Australia assesses cancer differently from other countries
Australia provides evidence-to-decision in the Australian context based on little evidence or data.
NHMRC Review of PFAS in Australian drinking water
The draft PFAS guidance material, once finalised, is intended to form part of the Australian Drinking Water Guidelines Read my submission response to the 4 survey questions put forward online by the National Health and Medical Research Council (NHMRC) on PFAS in drinking water hereas their acknowledge PDF or below.
Do you have any comments on the overall approach taken to develop the draft guidance?
The approach in the Australian context is within a vacuum of our own qualifiable data. Feedback from Commonwealth entities in the Addendum also discount and/or undermine potential for PFAS contamination in our individual catchments.
Australia has yet to quantify the totality of the problem by identifying contaminated sites, extent of the magnitude and implications of the contamination for both public health risk and subsequent societal health cost burdens.

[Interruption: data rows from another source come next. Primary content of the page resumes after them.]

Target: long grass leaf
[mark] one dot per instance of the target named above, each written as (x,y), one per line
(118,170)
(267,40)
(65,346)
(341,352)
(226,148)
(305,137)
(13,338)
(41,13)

There are more & more contaminated sites being uncovered which has highlighted the precautionary principle, extensive monitoring and regulatory duty of care has been absence.
It is questionable how the guidelines will reduce risk of PFAS exposure to protect the public. The Draft will fail to achieve this for multiple reasons.
NHMRC’s Evidence-to-Decision review process is based on their selective determination of studies to prove evidence of causation as opposed to association. The Australian references quoted for FSANZ and enHealth is based on causation vs association. The Fact Sheet struggles to justify the lack of precautionary application to PFAS drinking water levels with the choice of health effect end points as opposed to more protective and precautionary levels adopted by other proactive countries. This leads to how chemical risk is applied for risk management to prevent risk exposures, e.g., FSANZ TDIs used as safe end points. I have previously challenged the FSANZ Board in February 2023 about TDI’s with FSANZ providing a prompt response. https://communityovermining.org/uploads/1/3/5/9/135967230/fsanz-complaint_letter_to_board-20_02_2023.pdf https://communityovermining.org/uploads/1/3/5/9/135967230/response_letter_pfas_letter_to_fsanz_board.pdf Both Statement and Fact Sheet reveals risk assessment and science are not value neutral.
The PFAS fact sheet notes the many different references with SLR consultants’ cherry picking the evidence to suit in the Australian context yet provide no credible Australian evidence.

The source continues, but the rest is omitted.